Complete workflow for causal analysis of Copilot data
"""
results = {}
# Step 1: Data quality check
quality_check = causal_inference_data_quality_check(df, outcome_col, treatment_col, confounder_cols)
results['data_quality'] = quality_check
# Step 2: Multiple estimation methods
methods = {
'regression': lambda: regression_adjustment(df, outcome_col, treatment_col, confounder_cols),
'propensity_matching': lambda: propensity_score_analysis(df, outcome_col, treatment_col, confounder_cols),
'doubly_robust': lambda: doubly_robust_estimation(df, outcome_col, treatment_col, confounder_cols)
}
estimates = {}
for method_name, method_func in methods.items():
try:
estimates[method_name] = method_func()
except Exception as e:
print(f"Warning: {method_name} failed with error: {e}")

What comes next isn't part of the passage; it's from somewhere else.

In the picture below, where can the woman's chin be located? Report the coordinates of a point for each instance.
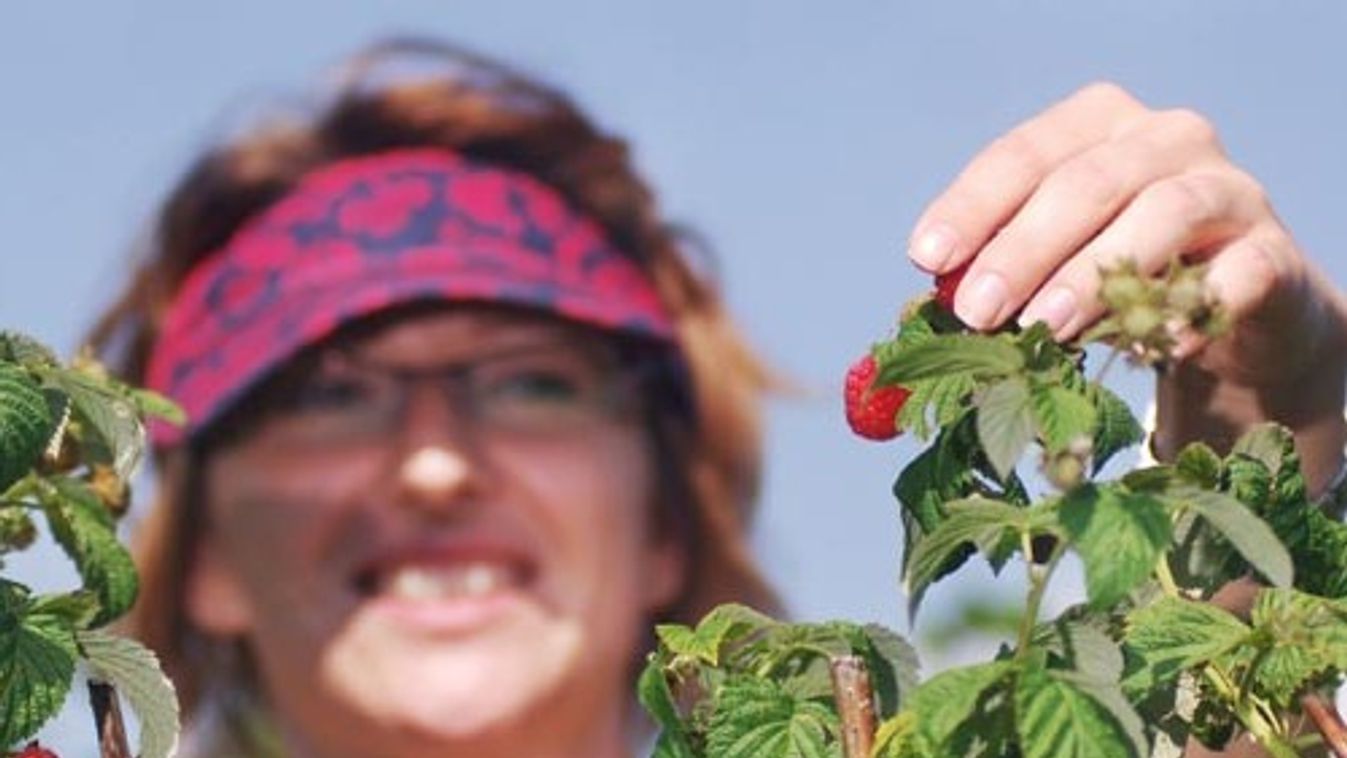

results['estimates'] = estimates
# Step 3: Sensitivity analysis
if 'regression' in estimates:
base_ate = estimates['regression']['ate']
sensitivity = sensitivity_analysis_unobserved_confounding(base_ate, np.arange(0, 0.3, 0.05))
results['sensitivity'] = sensitivity
# Step 4: Business interpretation
baseline_mean = df[df[treatment_col] == 0][outcome_col].mean()
for method, estimate in estimates.items():
if 'ate' in estimate:
interpretation = interpret_causal_results(
estimate['ate'], baseline_mean,
estimate.get('confidence_interval', (np.nan, np.nan))
)
results[f'{method}_interpretation'] = interpretation
return results
# Run complete analysis
complete_results = complete_causal_analysis_workflow(
df, 'tickets_per_week', 'copilot_usage', confounders
)
This technical guide provides the foundation for implementing rigorous causal inference methods with Copilot data. Always validate assumptions, check robustness, and interpret results in business context.